Маме я сказал, что вечером пойду в больницу и что мистера Питерсона выписывают на следующий день в восемь утра, поэтому вернусь я поздно, а назавтра уйду рано, чтобы успеть забрать его перед школой. Пусть не беспокоится, что я буду пропадать все ближайшие сутки.

Она спросила, не нужна ли помощь, и даже предложила позвонить в школу — предупредить, что я могу опоздать. Мама проявила такое понимание, что мне стало нехорошо — в физическом смысле слова. Но я помнил, что обязан придерживаться плана. Пути назад не было. Над письмом я просидел невероятно долго — дольше, чем над любым из писем, какие когда-либо писал. Я извел полтора десятка черновиков — оборванные по большей части на половине первой страницы, они мятыми комками усеивали пол гостиной мистера Питерсона. Когда я наконец поставил последнюю точку, то подумал, что по соотношению трудозатрат к объему это наверняка чемпион эпистолярного жанра. Оставалось его подбросить. Десять минут спустя я припарковал машину мистера Питерсона на Гластонбери-Хай и прокрался к маминому салону. Я рассудил, что лучше всего оставить письмо там. Моя комната исключалась — я не хотел, чтобы мама нашла письмо слишком рано. Если же положить письмо на кассу, она наверняка прочитает его утром, между восемью сорока и восемью пятьюдесятью. К тому же она будет не одна, а с Элли, что с учетом вероятной истерики показалось мне существенным обстоятельством.

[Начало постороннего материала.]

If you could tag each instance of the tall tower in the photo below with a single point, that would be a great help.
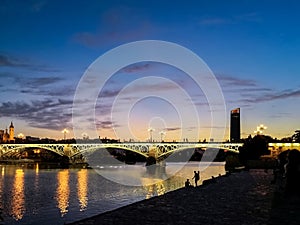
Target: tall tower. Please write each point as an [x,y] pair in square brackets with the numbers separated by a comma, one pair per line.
[11,132]
[235,125]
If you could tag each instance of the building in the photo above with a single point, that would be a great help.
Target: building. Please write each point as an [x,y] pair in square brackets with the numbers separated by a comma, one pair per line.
[7,136]
[235,125]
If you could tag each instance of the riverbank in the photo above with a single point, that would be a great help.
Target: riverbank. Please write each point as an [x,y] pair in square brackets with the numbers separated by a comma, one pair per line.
[247,197]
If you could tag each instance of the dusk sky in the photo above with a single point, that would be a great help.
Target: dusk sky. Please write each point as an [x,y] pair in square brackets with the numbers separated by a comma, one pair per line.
[252,47]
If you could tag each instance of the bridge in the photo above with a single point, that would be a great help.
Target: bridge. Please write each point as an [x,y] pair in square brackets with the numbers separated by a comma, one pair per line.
[158,150]
[277,148]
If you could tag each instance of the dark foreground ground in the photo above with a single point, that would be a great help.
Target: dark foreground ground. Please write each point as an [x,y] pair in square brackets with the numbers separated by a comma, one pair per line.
[247,197]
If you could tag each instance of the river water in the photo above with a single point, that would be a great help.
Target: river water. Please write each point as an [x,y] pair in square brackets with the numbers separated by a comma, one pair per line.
[58,196]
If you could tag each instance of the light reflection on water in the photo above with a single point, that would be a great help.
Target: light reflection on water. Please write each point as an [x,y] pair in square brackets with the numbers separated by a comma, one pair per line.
[63,191]
[82,188]
[18,196]
[55,196]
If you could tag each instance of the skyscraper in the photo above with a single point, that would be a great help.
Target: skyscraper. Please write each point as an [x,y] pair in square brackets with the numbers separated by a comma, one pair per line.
[235,125]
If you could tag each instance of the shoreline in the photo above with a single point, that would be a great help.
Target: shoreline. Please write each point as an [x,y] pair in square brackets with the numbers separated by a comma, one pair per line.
[246,197]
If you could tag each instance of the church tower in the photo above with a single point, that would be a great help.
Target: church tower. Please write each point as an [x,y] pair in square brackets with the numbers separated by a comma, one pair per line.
[11,132]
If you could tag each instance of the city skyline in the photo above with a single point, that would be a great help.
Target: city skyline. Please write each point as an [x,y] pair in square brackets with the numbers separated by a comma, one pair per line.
[252,47]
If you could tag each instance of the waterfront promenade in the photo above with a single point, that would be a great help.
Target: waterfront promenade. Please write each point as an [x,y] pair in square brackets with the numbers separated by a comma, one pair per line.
[247,197]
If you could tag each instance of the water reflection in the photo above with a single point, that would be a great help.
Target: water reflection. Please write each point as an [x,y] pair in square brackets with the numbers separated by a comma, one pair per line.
[63,191]
[82,188]
[18,198]
[37,169]
[154,187]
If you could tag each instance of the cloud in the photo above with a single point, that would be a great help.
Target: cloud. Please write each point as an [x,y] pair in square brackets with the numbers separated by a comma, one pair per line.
[252,17]
[215,21]
[47,114]
[106,124]
[275,96]
[118,25]
[229,81]
[9,61]
[137,68]
[172,128]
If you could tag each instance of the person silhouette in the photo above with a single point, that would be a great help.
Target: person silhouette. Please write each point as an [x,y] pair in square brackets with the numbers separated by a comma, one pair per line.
[196,177]
[187,183]
[292,172]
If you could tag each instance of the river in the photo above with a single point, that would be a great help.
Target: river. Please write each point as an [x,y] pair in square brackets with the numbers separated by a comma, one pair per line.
[58,196]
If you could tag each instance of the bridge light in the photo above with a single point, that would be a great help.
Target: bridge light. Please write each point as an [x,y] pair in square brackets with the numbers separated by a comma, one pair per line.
[20,135]
[162,134]
[65,131]
[150,129]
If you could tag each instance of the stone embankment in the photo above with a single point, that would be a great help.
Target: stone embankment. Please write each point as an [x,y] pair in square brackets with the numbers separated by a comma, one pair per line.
[247,197]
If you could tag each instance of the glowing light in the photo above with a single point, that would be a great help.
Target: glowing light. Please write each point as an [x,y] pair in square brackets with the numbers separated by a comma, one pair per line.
[18,197]
[150,130]
[37,169]
[65,131]
[63,191]
[20,135]
[162,134]
[82,190]
[260,129]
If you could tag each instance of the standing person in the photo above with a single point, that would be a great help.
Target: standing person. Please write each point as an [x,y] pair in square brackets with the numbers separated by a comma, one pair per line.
[196,177]
[187,183]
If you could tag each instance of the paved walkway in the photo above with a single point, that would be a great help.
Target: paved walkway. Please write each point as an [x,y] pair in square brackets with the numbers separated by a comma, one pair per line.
[239,199]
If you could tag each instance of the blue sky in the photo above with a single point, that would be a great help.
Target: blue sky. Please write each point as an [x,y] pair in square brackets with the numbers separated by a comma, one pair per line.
[252,47]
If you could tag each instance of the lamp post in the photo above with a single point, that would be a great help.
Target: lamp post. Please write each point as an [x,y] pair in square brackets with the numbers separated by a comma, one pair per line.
[20,135]
[162,133]
[150,132]
[65,131]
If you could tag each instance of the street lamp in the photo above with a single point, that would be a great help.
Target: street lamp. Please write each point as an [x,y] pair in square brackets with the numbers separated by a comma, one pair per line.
[150,132]
[65,131]
[162,133]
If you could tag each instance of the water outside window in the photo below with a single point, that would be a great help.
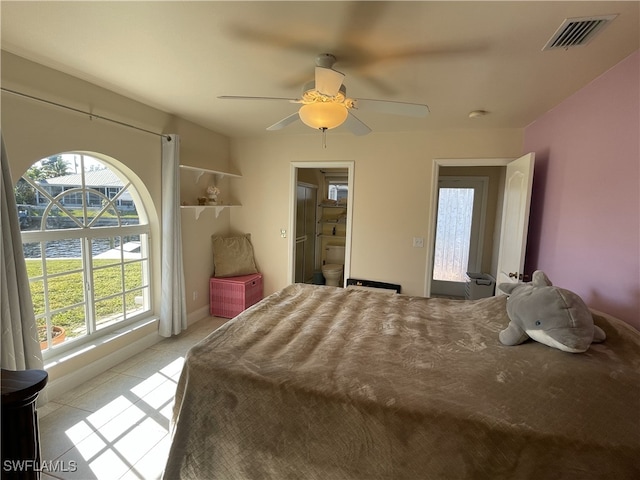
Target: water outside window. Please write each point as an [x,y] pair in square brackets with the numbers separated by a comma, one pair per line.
[453,234]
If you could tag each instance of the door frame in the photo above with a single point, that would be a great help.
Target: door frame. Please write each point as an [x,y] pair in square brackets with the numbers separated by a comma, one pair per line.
[433,210]
[293,183]
[477,228]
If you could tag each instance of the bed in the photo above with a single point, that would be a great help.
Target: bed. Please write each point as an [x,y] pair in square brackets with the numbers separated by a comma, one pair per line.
[319,382]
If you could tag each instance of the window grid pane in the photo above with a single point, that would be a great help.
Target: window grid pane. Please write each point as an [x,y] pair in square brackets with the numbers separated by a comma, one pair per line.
[81,216]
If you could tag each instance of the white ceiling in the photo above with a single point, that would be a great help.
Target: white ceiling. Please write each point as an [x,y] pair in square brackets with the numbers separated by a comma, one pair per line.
[180,56]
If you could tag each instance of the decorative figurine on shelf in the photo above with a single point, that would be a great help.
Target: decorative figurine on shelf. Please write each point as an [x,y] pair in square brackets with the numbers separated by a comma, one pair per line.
[212,194]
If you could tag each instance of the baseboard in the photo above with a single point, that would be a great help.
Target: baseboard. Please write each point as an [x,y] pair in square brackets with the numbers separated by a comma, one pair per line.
[57,387]
[63,384]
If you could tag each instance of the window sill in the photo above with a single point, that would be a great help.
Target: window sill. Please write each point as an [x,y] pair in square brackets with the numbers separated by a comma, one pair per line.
[88,349]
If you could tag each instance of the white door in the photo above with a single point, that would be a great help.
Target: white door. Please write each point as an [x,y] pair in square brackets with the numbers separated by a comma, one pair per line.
[515,220]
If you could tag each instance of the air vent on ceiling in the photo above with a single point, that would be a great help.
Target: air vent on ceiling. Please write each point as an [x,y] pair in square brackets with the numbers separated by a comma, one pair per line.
[577,31]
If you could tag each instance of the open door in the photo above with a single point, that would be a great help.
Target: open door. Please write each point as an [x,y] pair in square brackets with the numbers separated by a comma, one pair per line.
[515,220]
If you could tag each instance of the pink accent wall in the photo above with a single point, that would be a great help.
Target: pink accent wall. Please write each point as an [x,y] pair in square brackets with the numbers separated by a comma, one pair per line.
[585,214]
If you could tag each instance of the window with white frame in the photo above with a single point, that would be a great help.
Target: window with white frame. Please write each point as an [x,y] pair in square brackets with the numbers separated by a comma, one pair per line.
[85,237]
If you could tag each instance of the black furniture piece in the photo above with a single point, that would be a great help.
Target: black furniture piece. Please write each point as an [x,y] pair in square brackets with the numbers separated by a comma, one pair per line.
[20,436]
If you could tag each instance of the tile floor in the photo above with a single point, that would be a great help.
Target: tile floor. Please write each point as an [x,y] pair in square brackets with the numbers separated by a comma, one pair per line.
[116,426]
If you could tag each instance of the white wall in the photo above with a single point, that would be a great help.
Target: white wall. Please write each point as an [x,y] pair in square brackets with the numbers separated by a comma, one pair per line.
[392,192]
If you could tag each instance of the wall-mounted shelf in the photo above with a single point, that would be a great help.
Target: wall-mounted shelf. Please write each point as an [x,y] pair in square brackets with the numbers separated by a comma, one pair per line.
[219,175]
[198,209]
[201,171]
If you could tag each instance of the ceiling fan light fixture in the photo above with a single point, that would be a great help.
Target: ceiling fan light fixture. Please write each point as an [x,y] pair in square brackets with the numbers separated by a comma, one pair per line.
[323,115]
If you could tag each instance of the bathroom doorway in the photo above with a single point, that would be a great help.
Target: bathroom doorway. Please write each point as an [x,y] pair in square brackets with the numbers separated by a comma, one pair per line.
[313,174]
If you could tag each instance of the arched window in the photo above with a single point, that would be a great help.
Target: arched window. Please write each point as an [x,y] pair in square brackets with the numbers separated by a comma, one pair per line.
[85,237]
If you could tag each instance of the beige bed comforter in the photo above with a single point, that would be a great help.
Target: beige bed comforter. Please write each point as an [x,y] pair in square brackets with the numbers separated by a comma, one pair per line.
[327,383]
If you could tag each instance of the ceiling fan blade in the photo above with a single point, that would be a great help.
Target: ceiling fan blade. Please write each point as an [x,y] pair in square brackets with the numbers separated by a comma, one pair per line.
[239,97]
[328,81]
[355,125]
[284,122]
[395,108]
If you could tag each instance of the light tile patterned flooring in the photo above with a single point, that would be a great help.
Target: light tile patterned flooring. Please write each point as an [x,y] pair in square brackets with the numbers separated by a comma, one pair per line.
[116,426]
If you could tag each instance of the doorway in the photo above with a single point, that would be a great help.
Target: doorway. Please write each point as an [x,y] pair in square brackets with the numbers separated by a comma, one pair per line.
[511,215]
[459,237]
[300,173]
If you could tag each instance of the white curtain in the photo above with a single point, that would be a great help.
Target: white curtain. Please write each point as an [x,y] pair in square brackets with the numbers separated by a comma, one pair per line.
[173,310]
[20,345]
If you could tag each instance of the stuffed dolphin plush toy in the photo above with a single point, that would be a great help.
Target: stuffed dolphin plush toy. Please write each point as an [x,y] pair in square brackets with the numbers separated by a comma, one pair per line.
[550,315]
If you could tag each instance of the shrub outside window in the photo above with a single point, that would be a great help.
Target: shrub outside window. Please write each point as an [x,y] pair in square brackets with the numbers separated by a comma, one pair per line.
[85,239]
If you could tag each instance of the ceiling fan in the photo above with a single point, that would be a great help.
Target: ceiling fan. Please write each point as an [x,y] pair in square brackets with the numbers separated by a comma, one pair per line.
[325,104]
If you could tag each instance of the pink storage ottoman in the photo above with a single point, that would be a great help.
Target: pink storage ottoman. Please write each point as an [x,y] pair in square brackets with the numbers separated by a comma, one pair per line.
[231,295]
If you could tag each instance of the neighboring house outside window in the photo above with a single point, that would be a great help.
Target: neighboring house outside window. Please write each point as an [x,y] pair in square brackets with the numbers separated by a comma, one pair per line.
[85,237]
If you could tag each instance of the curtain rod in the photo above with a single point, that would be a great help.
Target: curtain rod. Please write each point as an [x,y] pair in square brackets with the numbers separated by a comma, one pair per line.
[91,115]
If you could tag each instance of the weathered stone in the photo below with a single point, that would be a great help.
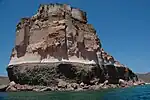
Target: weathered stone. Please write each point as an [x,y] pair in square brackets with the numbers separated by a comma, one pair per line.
[3,88]
[57,43]
[62,84]
[82,84]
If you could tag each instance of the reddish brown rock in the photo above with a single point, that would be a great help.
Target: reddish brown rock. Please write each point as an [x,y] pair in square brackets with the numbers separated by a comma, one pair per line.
[58,43]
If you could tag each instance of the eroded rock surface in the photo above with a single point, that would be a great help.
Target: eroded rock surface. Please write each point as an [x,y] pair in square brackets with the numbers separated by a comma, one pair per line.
[57,44]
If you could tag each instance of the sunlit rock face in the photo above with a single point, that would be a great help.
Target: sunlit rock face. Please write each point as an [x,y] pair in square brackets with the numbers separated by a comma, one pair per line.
[57,34]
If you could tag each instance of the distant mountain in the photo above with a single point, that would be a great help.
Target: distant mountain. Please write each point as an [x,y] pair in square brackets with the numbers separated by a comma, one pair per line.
[145,77]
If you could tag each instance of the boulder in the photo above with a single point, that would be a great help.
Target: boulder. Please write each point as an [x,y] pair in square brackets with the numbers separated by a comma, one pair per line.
[3,88]
[62,84]
[58,43]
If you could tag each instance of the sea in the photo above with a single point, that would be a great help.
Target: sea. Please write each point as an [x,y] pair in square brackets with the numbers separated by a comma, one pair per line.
[132,93]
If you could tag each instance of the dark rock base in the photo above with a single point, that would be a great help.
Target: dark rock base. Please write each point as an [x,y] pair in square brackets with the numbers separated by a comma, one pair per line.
[69,76]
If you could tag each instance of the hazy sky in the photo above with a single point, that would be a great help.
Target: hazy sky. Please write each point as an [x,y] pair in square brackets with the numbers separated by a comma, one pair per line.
[122,25]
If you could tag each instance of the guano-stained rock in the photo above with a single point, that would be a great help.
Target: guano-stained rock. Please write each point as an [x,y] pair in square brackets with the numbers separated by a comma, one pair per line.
[58,43]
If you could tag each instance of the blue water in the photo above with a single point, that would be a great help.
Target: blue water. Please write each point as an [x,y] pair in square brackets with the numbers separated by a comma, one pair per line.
[133,93]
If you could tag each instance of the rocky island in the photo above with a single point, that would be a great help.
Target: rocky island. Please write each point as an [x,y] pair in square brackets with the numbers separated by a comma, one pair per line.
[56,49]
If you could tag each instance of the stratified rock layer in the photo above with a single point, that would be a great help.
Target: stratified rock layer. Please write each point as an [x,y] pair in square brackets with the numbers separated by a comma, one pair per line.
[57,44]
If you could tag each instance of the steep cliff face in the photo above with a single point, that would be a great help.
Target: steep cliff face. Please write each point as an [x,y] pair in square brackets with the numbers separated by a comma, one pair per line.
[58,43]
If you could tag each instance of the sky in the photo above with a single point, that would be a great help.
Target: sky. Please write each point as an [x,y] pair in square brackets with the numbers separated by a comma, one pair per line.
[123,27]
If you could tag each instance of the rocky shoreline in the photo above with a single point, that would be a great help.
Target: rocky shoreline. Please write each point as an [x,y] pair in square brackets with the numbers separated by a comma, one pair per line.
[63,86]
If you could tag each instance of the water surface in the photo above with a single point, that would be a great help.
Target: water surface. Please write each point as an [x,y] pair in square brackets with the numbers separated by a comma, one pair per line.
[132,93]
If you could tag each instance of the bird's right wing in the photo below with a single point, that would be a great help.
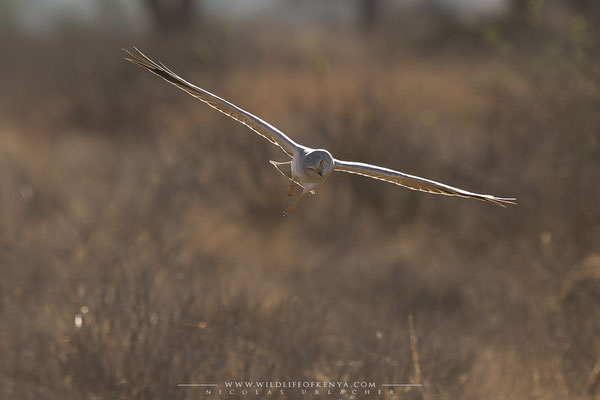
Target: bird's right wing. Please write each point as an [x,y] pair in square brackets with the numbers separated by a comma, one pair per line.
[259,126]
[415,182]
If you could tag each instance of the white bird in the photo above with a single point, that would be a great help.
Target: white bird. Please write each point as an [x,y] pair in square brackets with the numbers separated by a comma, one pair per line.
[308,167]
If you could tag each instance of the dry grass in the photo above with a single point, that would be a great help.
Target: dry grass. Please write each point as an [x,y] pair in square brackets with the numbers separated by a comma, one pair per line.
[120,206]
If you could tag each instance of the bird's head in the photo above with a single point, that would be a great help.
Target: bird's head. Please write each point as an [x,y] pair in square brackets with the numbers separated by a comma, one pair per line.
[318,162]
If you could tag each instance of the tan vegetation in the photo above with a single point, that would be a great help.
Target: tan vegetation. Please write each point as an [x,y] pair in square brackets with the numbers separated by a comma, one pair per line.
[139,249]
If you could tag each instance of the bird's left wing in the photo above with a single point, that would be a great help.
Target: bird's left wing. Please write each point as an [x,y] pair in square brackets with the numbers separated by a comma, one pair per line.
[259,126]
[415,182]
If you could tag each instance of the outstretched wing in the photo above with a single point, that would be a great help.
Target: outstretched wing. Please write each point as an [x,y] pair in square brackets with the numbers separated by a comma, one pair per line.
[415,182]
[259,126]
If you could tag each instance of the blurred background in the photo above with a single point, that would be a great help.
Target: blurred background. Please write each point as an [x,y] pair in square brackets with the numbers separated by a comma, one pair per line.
[141,237]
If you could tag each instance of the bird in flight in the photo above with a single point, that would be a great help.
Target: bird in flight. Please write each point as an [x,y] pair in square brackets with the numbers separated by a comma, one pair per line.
[308,167]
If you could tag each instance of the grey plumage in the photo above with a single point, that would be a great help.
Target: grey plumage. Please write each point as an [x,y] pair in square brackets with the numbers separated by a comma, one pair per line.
[309,167]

В окне над салоном горел свет. Шторы были задернуты неплотно, и между ними пробивалась ярко-желтая полоса. Я предполагал, что Элли будет дома, но это ничего не меняло. Если я не буду шуметь, она ничего не услышит.

Вариант с проникновением в салон через главный вход я отмел сразу. За дверью висело сразу два комплекта музыкальных подвесок, при малейшем дуновении ветерка издававших мелодичный, но громкий звон, достигавший даже запертой кладовки. Неизвестно, доносился ли он до второго этажа, но я решил не рисковать. Тихо пробрался на ту сторону, куда выходила задняя дверь, и остановился, оглядывая двор. Из окна кухни он просматривался, хоть и не весь. Глаза у меня уже привыкли к темноте, и, подняв голову, я увидел, что жалюзи подняты, но лампа на кухне не горит, хотя какое-то слабое желтоватое свечение пробивается, — скорее всего, из коридора, решил я. Я знал, что стоит мне ступить на лужайку перед домом, как загорится дворовый фонарь, но мне казалось немыслимым, чтобы Элли сидела на кухне в полной темноте. Она точно в другой комнате, так что мне ничего не грозит. Фонарь будет гореть всего минуту. Вряд ли Элли зайдет на кухню именно в эту минуту — это было бы уже какое-то фатальное невезение.